Oscar gold and cinematic success

Emily Triebwasser

After the Oscar pandemonium has died down, I decided that, as a film lover, I should see those that elicited a victory. “Capote” is one of the few on that list. It was nominated for Best Picture, Best Achievement in Directing, Best Adapted Screenplay and Catherine Keener (who played Harper Lee) was nominated for Best Supporting Actress. The crowning glory of the film, however, was Philip Seymour Hoffman’s Oscar win for Best Actor.

Writing a book has a major effect on the author, as Philip Seymour Hoffman brilliantly depicts in “Capote.” The film follows the life of Truman Capote (of “Breakfast at Tiffany’s” fame) before, during and after his writing of the nonfiction “In Cold Blood,” based on the brutal 1959 murder of a family in Kansas.

While researching with fellow novelist Nell Harper Lee, Capote becomes inexplicably and emotionally attached to the two convicted killers, Perry Smith in particular. He even dares to claim that they “grew up in the same house, and one day [Perry] went out the back door and I went out the front.” The bond that he forms with these men on death row psychologically devastates him until his book is finally completed in 1966.

Hoffman’s portrayal of Capote’s emotional struggles is phenomenal. Not only was he faced with the challenge to imitate Capote’s mannerisms, unique dialect and physical orientation (he lost 40 pounds to play the role), but he also was obliged to show his reluctant compassion for these sociopaths. Although Capote’s sensitive core yearned to save them from their death sentence, he knew that he needed absolute closure before finishing his book, and strove to release himself from psychological turmoil. Hoffman’s Oscar for Best Actor was well-deserved.

The film itself, while it seems slow-moving and slightly boring in the beginning, does an excellent job of remaining true to history. Once it is apparent that the movie is divided into Truman’s life before, during, and after “In Cold Blood,” it becomes much more enjoyable and fluid.

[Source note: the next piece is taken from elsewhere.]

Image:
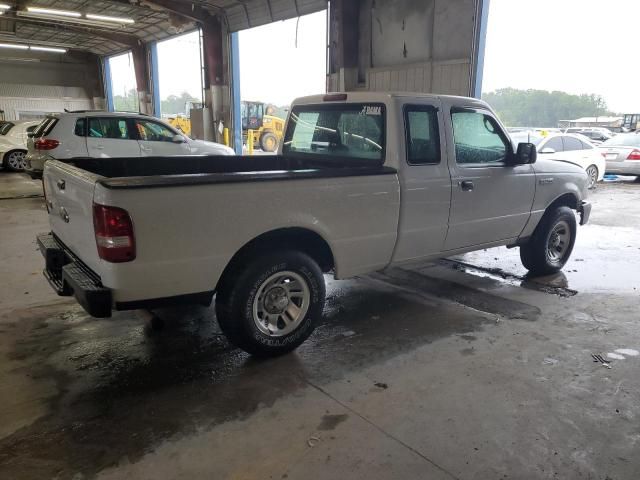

The viewer will find that there is no original score, which I believe that it makes the story seem much more credible and realistic. Life has no background music, and thus “Capote” has no background music.

The plot itself is not exciting or gripping in itself, but rather an accomplished, stirring psychological account of one man’s life-altering experience. Brilliantly acted, this film does the memory of Truman Capote a service as it tells the oft-overlooked demise of one of America’s most gifted writers.

“Capote” is filmmaking at its best and is a real outside-the-box production of non-fiction. Hoffman’s Oscar was richly deserved, and I truly believe that this is one Oscar-winner that ought not to be neglected.